With the worldwide growth of the game of golf and a huge increase in the already billions of dollars spent on golf tourism and travel in Europe every year, Croatia is missing out on a prime opportunity to put its neglected, uninhabited land that’s perfectly suited for golf to good use. Golf courses provide jobs in many sectors, from groundskeeping and landscaping to retailing and hospitality. Golfers need places to stay, eat, and drink, so where there are world-class golf courses, there are world-class hotels and restaurants that flourish. Golfers also purchase lots of equipment such as rangefinders or clubs that can help the golf economy take off.

And if a golf resort is located along a gorgeous coastline, golfers will bring their non-golfer family members, who will want to take advantage of the local beaches and waterfront activities that tourist destinations provide.

Popovic could be the face of these golf resorts, perhaps even offering clinics or hosting a tournament to bring more attention to the developments. 13 years ago, Jack Nicklaus was set to be the face of Croatian golf development when a 200-million-Euro project was announced that would bring a Nicklaus signature course and resort to Istria.
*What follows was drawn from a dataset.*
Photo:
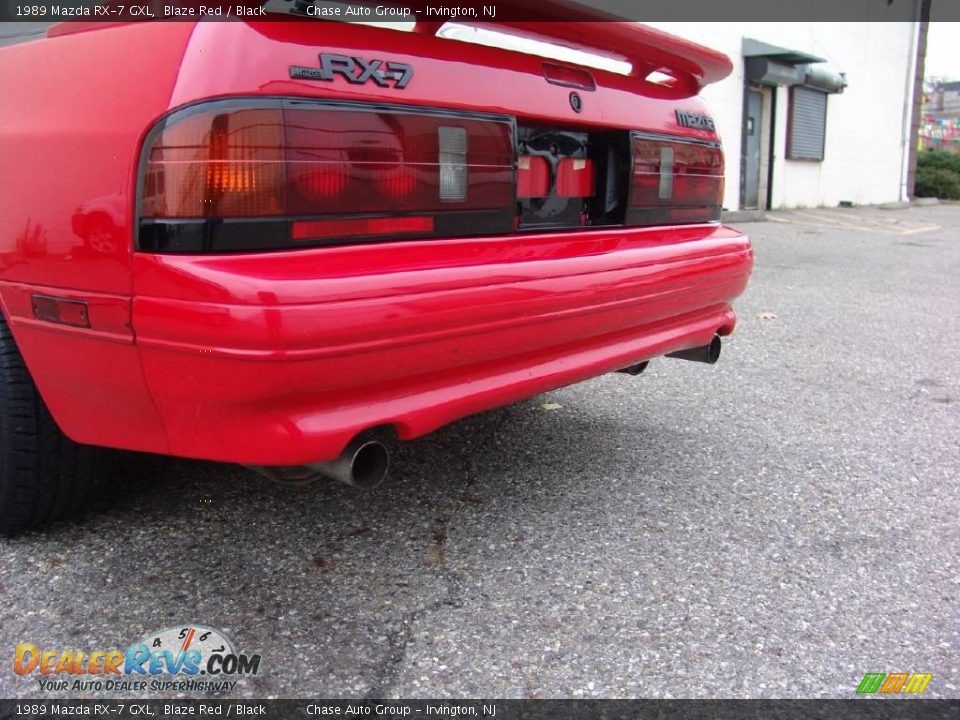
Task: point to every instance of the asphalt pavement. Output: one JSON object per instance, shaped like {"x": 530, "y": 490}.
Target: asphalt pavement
{"x": 774, "y": 526}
However, that endeavour seems to be kaput, with no contact between the development company and Nicklaus’ company for several years. Like so many other Croatian golf projects, it showed a lot of promise but ultimately nothing came of it. 

It’s time for a new face of Croatian golf to emerge, and Daniel Popovic is uniquely poised to be that face. With his involvement and some forward progress on golf course development, golf tourism could bring millions of dollars each year to the local economy.